In 2020, the Department of Consumer Affairs (DoCA) in the Ministry of Consumer Affairs, Food and Public Distribution had issued the Consumer Protection (e-commerce) Rules under Section 101 of the Consumer Protection Act, 2019.
The rules lay down the conditions with which e-commerce firms should comply. Amongst others, these bar affiliated entities from selling on e-commerce platforms and restrict ‘flash sales’ (discounts or promotions they offer for a short duration) and disallow the seller from using the name or brand associated with that of the marketplace e-commerce entity for the promotion of goods.
Within a year, the government has proposed certain amendments to these rules in the form of Consumer Protection (e-commerce) (Amendment) Rules, 2021. These amendments include restricting business-to-business, or B2B, sales (business conducted between one business entity and another such as transaction between a marketplace firm and the seller) in e-commerce; a provision to prevent ‘abuse of dominant position’ by e-commerce firms and a fallback liability clause.
The rules are a response to the complaint lodged by the Confederation of All India Traders (CAIT) regarding the violation of the Foreign Direct Investment (FDI) policy by e-commerce players like Amazon and Flipkart. For close to five years, these bodies have been registering protests with the government regarding the ‘unfair’ and ‘discriminatory’ treatment meted out to traders on their marketplace. These have not yielded any results so far.
Will the proposed rules help? Before analysing this, we need to look at the extant rules.
As per the guidelines issued in early 2016 (Press Note 3), 100% FDI is allowed under the marketplace model. The marketplace is a platform where vendors sell their products to consumers even as its owner merely acts as a facilitator by providing services such as booking orders, raising invoices, arranging the delivery, accepting payments etc. She can’t hold inventory and undertake direct selling.
The PN 3 prescribed two conditions: (i) “The entity cannot permit more than 25% of total sales on the marketplace from one vendor or its group companies; (ii) it can’t directly or indirectly influence the sale price. Sans any mention as to “who the vendor is”, a firm linked to the marketplace, either its subsidiary or a Joint Venture (JV) with an Indian company is eligible. As for (ii), it is not easy to establish that the marketplace owner has manipulated the sale price.
Thus, these norms permitted e-commerce majors as direct sellers albeit through their subsidiary/JV. A clarification issued on December 26, 2018, said: “The owner of the marketplace or its subsidiary or its JV with an Indian company can’t have ownership of the seller.” Moreover, “a seller on the platform can’t source more than 25% of its inventory from a firm connected with the latter.”
Restricting supplies
The owner could get around both; first, by having less than 50% shareholding in the seller firm and arguing s/he has no control (albeit majority) over the latter, and second, by its wholesale arm restricting supplies to the seller within the 25% threshold. It is, therefore, not surprising that the e-commerce majors continue to hold sway over the marketplace run by them. For instance, only three dozen firms out of a total of 4,00,000 sellers on Amazon platform account for 67% of sales on it.
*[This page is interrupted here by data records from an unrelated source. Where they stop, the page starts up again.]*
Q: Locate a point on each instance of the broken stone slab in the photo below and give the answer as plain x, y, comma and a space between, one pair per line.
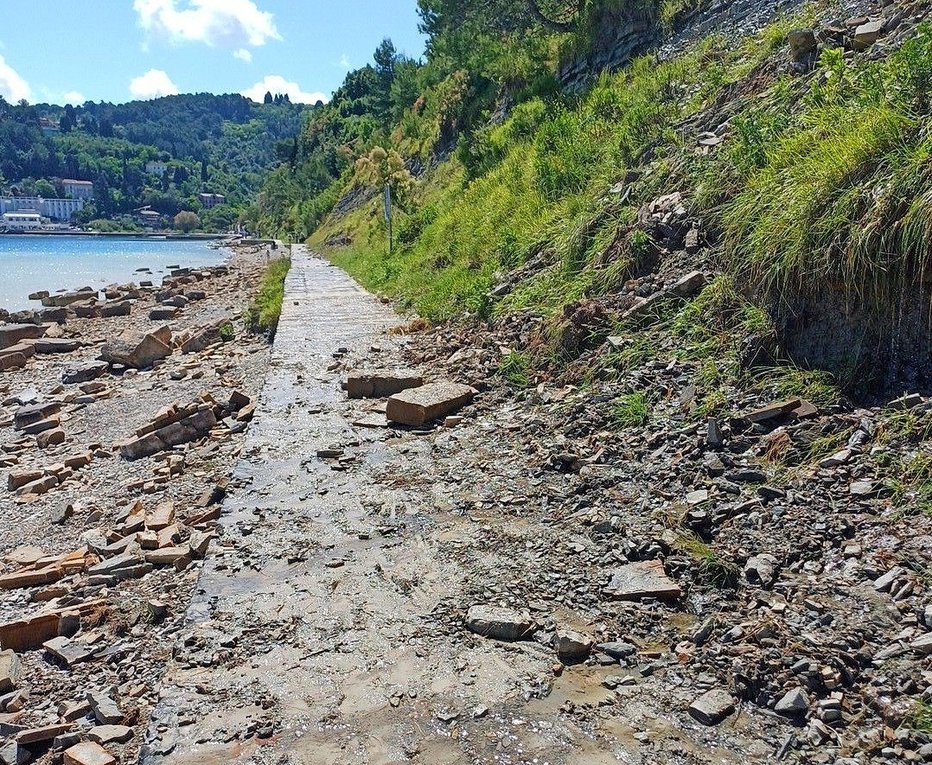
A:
922, 644
39, 487
774, 410
115, 308
688, 286
167, 556
794, 703
645, 579
27, 415
27, 349
867, 34
110, 734
190, 428
11, 334
761, 570
105, 709
712, 706
50, 438
111, 565
161, 517
572, 646
418, 406
83, 374
10, 671
10, 361
380, 384
56, 345
500, 623
34, 428
163, 313
44, 733
88, 753
15, 481
31, 578
137, 352
66, 651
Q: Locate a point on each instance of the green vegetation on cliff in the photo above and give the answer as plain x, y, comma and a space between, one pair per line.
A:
800, 179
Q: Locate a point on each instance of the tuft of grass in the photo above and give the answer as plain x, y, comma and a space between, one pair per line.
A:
632, 410
515, 368
920, 718
266, 307
841, 198
227, 332
713, 568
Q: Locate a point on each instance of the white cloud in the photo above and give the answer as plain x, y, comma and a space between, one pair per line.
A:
153, 84
231, 24
12, 87
274, 84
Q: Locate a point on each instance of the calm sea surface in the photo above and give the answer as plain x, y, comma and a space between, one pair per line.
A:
32, 263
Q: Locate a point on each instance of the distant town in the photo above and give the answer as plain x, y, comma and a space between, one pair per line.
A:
35, 213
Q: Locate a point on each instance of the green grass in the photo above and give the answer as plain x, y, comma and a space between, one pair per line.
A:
920, 719
843, 194
266, 307
712, 567
515, 369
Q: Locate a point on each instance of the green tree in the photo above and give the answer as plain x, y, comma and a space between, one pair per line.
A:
187, 221
45, 189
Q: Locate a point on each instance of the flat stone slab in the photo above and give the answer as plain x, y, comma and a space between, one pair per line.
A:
712, 706
646, 579
774, 410
380, 384
56, 345
11, 334
500, 623
88, 753
429, 402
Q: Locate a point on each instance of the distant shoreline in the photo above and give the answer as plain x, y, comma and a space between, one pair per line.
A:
120, 235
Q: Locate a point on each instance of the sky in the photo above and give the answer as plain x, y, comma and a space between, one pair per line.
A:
69, 51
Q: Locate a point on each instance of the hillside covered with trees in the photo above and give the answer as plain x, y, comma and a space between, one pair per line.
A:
544, 155
208, 144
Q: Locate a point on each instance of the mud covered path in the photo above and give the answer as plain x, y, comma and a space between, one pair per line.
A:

Now, look at the proposed rules (2020) and amendments (2021). The thrust of both sets is to establish a ‘disconnect’ between the seller and the marketplace. Whether it is barring affiliated entities from selling on e-commerce platforms or restricting transactions between a marketplace firm and the seller or preventing ‘abuse of dominant position’ by e-commerce firms or disallowing sellers from using the name or brand associated with that of marketplace entity for promoting the sale of their goods, all point towards this overarching goal.
Juxtapose these rules with what is already there in PN 3 (2016) and clarification issued on December 26, 2018. The two work at cross-purpose with each other. While the former wants a total disconnect (the owner of the marketplace or its subsidiary can’t have even 1% shareholding of the seller on the platform; besides, the seller can’t source any supplies from a firm linked to the marketplace), the latter allows e-commerce majors to be a direct seller — albeit indirectly. This throws up a serious dilemma.
If the Narendra Modi government goes ahead with the new rules, this will be tantamount to overturning the PN 3 (2016/2018). It will be viewed as a retrospective change of policy and send a wrong signal to foreign investors. On the other hand, if the existing policy dispensation continues, it will amount to the government backtracking on its commitment to small traders.
The way forward is to legitimise FDI in Indian online retail. Modi should also allow 100% FDI in offline retail — without any riders (at present, 51% FDI is allowed, subject to a host of conditions bordering on prohibition).
This will enable all retailers, online or offline, big or small, to compete with each other on equal terms. It will be a win-win for all stakeholders.